Суждения Оствальда о гениальности сводились к следующему.

Способности великих людей выявляются очень рано. Выдающиеся химики, физики, биологи порождали главные свои открытия в юности. Майер, Джоуль и Гельмгольц — творцы принципа сохранения энергии — опубликовали свои идеи, не достигнув двадцати восьми лет от роду. В том же возрасте реформировал анатомию Андрей Везалий (XVI век). Карл Линней (XVIII столетие) описал систему размножения у растений еще раньше — в двадцать четыре года. Людвиг, Гельмгольц и Дюбуа, которые в середине XIX века положили начало современной физиологии, имели за плечами в среднем по двадцать пять лет.

По мнению Оствальда, школьные и даже институтские наставники мало чем помогают будущим преобразователям науки. В лучшем случае они не мешают бурному развитию своих выдающихся питомцев. Главные учителя потенциальных гениев — книги. Фарадей сделался переплетчиком, не имея иной возможности утолить жажду чтения; Либих упоминает, что в юности проглотил все книги придворной библиотеки, а Гельмгольц, который свои математические познания приобрел исключительно посредством книг, долгое время служил помощником библиотекаря. Надо ли напоминать, какую роль книги сыграли в жизни Ломоносова, сколько читали Гумбольдт, Дарвин, Пастер, Менделеев!

Много места уделяет Оствальд великой энергии, которая нужна для всякого большого открытия. Для него это не абстрактная «творческая сила», а вполне реальная величина, которую можно исчислить в точных цифрах. Говоря об энергии научного созидания, он даже переходит на язык техники. «Великий человек — это аппарат, могущий производить великие работы. Величины этих работ зависят, во-первых, от количества энергии, которую этот аппарат в состоянии поглощать извне… В этом отношении почти все люди равны, поскольку они здоровы и нормальны. Во-вторых, работа зависит от количества сырой энергии, превращенной в те специфические формы, в которых происходит работа великого человека по отношению ко всей поглощенной энергии. И чем выше этот коэффициент, тем больше будет сделано великим человеком». Этот коэффициент, по мнению Оствальда, и есть главное отличие гения от остального человечества, во всяком случае, в смысле количества творческого труда.

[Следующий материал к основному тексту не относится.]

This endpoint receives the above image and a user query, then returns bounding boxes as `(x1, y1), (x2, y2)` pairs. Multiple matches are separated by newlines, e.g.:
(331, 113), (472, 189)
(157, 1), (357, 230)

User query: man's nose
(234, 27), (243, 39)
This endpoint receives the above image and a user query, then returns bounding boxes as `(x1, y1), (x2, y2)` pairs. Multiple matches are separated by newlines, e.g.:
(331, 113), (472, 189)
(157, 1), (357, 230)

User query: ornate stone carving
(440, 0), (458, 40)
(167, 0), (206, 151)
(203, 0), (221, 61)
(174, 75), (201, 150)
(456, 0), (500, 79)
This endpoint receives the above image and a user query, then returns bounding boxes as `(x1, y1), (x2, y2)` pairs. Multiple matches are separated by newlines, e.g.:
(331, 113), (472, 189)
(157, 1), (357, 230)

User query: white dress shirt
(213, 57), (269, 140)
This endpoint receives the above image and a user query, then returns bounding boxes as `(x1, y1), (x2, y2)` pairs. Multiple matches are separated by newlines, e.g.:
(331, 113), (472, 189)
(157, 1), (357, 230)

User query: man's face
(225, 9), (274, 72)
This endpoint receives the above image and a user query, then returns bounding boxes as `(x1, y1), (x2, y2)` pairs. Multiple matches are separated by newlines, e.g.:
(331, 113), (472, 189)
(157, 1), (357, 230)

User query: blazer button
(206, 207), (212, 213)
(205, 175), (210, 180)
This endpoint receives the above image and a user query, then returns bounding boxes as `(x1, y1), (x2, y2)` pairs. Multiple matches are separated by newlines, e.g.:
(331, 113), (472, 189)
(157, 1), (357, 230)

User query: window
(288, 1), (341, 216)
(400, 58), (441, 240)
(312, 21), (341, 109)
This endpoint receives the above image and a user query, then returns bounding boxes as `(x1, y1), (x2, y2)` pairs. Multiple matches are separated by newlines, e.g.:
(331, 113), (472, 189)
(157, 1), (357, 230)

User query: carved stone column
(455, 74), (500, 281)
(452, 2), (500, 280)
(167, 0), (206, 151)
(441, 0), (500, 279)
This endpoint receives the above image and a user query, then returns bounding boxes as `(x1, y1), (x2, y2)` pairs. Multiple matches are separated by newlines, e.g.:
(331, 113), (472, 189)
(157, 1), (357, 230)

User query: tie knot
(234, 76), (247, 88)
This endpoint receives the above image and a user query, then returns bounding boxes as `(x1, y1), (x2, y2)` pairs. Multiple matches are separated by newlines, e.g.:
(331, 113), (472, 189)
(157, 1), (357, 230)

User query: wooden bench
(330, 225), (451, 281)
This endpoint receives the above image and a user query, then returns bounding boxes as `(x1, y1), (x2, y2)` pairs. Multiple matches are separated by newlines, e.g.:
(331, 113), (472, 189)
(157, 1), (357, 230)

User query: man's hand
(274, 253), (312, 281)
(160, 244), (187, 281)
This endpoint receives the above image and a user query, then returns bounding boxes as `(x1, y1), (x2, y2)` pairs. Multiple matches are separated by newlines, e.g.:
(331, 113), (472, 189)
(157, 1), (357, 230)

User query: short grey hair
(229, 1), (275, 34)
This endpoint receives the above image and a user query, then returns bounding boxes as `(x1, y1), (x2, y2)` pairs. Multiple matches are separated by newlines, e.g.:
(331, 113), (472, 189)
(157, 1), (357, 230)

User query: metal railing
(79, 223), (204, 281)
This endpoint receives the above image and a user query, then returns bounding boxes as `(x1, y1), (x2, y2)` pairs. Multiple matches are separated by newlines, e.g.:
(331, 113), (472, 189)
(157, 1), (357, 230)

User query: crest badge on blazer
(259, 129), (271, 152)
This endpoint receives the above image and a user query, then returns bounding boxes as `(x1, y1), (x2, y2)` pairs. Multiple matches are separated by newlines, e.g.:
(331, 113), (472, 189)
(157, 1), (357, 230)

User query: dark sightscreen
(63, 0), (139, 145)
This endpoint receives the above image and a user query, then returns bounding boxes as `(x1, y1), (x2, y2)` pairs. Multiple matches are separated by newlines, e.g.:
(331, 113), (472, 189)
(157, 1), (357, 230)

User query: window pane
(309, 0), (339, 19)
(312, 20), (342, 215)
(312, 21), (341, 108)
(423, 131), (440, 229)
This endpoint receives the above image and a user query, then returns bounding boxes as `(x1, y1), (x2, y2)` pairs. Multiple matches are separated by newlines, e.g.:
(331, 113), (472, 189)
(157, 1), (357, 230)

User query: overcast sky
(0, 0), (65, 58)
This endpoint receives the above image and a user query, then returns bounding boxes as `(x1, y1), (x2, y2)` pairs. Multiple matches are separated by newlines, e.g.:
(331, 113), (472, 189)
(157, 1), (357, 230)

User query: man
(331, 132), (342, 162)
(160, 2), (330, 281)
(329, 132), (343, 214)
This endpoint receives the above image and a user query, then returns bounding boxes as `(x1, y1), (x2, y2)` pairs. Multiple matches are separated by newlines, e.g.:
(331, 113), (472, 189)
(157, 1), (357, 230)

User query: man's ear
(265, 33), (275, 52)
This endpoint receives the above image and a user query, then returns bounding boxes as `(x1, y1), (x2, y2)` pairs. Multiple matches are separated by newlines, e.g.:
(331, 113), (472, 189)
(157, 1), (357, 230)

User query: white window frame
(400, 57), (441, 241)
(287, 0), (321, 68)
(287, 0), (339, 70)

Но если высокий коэффициент полезного действия (КПД) — общая черта гениев науки, то по творческой характеристике Оствальд делит их на две сильно разнящиеся категории, на классиков и романтиков. Их различает скорость умственных процессов. У романтиков умственные процессы протекают много быстрее, чем у классиков. Темп умственной пульсации играет, оказывается, немаловажную роль в творческой судьбе исследователя. В отличие от медлительных и несколько замкнутых классиков «романтик творит скоро и много и поэтому нуждается в обстановке, которая воспринимала бы исходящие от него импульсы. Создать такую обстановку ему удается легко. Ибо он полон воодушевления и умеет его передавать другим. Так он привлекает к себе более или менее значительный круг участников, которые с охотой и благодарностью воспринимают исходящее от него воздействие и преисполняются его энтузиазмом».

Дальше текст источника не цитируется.